Video Transcript
The diagram shows six baryons and
their quark content. Which of the diagrams do not
correctly represent possible quark combinations? How the quarks are colored in the
diagrams does not represent their electric charges.
Among these six baryons, we see
quarks and antiquarks, and all of them are colored either red or blue or green. We’re told that these colors do not
represent electric charges, but they do represent another kind of charge called
color charge. Red is one type of color charge,
green is another, and blue is a third. In this question overall, we’re on
the lookout for any diagrams that do not correctly represent possible quark
combinations. Since this diagram is meant to
represent six baryons, let’s recall the conditions for quarks coming together to
form one of these particles.
The first condition that a baryon
must satisfy is that every baryon is made of exactly three quarks. And second, the total color charge
of a baryon must be what’s called white. This means that the color charges
of the three quarks that combine to form the baryon must add together to form
white. If we think about red, green, and
blue as primary colors, then we know that if we add them together in equal amounts,
the color we’ll end up with is white. For the total color charge of a
baryon to be white then, that means it must be made up of equal parts, red, green,
and blue color charge. And therefore, each baryon must
have one red, one blue, and one green color charge quark. It doesn’t matter which quarks have
which particular color charge, but only that they balance out this way.

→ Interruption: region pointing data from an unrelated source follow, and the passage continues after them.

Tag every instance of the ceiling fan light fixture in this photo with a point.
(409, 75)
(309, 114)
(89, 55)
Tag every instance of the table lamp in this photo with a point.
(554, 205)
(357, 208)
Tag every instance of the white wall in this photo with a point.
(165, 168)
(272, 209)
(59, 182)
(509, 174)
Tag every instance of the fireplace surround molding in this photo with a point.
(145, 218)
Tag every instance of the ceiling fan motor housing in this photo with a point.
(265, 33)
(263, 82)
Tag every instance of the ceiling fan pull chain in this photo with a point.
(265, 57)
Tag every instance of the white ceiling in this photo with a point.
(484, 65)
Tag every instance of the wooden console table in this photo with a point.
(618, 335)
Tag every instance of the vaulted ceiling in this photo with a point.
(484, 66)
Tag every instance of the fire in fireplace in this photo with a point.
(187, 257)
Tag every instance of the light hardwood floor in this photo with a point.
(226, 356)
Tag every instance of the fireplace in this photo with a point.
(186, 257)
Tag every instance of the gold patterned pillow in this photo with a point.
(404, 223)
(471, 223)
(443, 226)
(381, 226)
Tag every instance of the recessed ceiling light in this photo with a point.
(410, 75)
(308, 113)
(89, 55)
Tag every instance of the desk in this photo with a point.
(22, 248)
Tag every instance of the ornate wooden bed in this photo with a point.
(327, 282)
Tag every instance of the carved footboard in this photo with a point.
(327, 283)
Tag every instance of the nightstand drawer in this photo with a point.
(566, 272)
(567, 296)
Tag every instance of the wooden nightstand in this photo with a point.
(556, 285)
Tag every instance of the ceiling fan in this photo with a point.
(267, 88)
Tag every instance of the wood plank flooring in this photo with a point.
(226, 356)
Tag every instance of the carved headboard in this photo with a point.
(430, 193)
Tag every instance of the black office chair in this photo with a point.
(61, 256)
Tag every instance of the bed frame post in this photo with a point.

Considering these two conditions a
baryon must satisfy, let’s look again at our six options. We see that choices (ii) and (vi)
are both made up of antiquarks rather than quarks. This means that these particles are
not technically baryons but instead would be called antibaryons. Since we want to identify which of
these diagrams do not correctly represent possible quark combinations, we’ll put
options (ii) and (vi) in boxes. And now, let’s look at the second
condition a baryon must satisfy, that its total color charge must be white. We can see that options (i), (iii),
and (iv) all satisfy this condition in that one of the quarks has a red color
charge, one has a blue color charge, and one has a green. But option (v) does not; all of the
quarks here have the same red color charge. This means the total color charge
of this particle cannot be white, so it does not represent a possible quark
combination. The remaining three baryons do show
possible combinations.